Certainly, India is on a growing path. However, our economy still struggles to generate enough employment to match the eligible population. One reason is because the economic and financial institutions are not able to provide support the small and micro enterprises (SME). It seems banks are able to support only 4% of this small and micro enterprises sector. I have mentioned the significance of the small and micro enterprises in one of my previous articles: https://thekalyan.com/2014/05/29/india-should-focus-on-micro-small-and-medium-enterprises-now/
(image taken from “The Hindu”)
As per the statistics, these small and medium enterprises provide 90% of employment to decentralized manufacturing, services industries. Majorly known as “unorganized”, this sector is owned by self-employed people. Also the numbers shows that 45 per cent of GDP is contributed by this sector. Once properly recognized, trained, this sector can be of great value to our nation.

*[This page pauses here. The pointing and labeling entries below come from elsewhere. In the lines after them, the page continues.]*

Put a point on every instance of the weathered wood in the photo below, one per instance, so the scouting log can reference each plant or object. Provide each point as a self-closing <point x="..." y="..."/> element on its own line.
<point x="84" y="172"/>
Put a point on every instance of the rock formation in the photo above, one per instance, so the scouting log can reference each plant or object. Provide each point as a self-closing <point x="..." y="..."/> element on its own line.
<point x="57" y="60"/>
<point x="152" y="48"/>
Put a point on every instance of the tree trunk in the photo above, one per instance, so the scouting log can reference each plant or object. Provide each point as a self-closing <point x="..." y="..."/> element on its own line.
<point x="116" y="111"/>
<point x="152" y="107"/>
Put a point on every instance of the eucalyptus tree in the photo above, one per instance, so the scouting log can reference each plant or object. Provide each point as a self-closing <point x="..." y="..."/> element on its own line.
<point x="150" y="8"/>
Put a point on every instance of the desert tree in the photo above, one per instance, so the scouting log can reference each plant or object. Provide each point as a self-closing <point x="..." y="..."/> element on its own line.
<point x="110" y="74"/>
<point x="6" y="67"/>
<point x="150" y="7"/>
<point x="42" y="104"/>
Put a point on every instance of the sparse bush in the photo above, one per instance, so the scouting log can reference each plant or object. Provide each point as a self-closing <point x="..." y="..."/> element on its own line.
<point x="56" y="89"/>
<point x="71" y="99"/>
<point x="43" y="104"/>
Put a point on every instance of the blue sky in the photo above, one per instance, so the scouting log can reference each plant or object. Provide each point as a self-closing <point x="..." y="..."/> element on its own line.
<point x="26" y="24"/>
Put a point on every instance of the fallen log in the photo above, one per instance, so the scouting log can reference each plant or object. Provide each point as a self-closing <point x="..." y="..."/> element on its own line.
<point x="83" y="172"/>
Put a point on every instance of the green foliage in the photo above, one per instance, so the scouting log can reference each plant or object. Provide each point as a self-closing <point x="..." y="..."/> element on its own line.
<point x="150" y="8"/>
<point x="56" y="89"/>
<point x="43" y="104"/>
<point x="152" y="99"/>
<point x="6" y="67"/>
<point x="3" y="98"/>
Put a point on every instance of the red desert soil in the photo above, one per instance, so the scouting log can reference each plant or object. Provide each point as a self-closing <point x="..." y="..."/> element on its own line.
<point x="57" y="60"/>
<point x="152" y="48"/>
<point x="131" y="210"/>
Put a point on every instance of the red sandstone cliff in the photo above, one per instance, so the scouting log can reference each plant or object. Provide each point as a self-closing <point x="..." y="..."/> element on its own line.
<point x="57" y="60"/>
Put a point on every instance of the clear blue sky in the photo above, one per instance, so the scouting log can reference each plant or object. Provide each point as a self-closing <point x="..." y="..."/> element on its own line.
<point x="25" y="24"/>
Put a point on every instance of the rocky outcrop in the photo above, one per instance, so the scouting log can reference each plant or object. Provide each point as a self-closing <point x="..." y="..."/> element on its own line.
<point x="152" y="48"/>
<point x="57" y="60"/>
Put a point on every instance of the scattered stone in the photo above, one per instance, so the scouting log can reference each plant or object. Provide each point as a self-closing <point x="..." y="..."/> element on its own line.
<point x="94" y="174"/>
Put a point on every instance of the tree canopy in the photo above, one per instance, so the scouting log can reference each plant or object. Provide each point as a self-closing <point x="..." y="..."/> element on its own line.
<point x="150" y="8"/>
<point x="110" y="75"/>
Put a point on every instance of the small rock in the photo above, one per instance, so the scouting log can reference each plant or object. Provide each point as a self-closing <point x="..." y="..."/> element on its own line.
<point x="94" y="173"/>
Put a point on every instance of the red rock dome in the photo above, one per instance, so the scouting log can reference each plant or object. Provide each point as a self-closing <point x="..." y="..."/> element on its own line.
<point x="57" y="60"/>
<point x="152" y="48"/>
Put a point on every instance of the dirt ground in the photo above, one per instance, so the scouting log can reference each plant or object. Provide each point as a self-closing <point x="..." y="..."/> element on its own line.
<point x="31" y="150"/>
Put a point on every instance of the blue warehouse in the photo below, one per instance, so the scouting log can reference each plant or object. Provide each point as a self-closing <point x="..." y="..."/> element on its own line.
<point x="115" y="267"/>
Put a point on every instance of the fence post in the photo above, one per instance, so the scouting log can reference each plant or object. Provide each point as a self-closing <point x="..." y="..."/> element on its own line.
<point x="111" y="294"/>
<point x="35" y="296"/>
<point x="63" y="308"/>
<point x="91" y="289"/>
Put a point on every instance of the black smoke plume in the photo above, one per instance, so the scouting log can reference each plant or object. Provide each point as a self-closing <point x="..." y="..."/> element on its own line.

Some of the recent positive events can help SME develop
- Sebi has proposed that bank funding to listed SMEs. This move will give a huge boost to the SME trading platform and eases the financing needs of smaller companies. Another
- As a part of its strategy to strengthen itself in India, foreign lender DBS is now focusing on SMEs as well, typically one that has a loan requirement of Rs. 5 crore or below.
- The recent comments by Joe Hockey, Australian treasurer that SMEs can play a major role in strengthening trade ties between Australia and India has made us remind the significance of SMEs.
Well, “Make in India” initiative by our PM is majorly to improve the manufacturing areas of SME sector, we hope there will be new initiatives also taken for other areas of SMEs.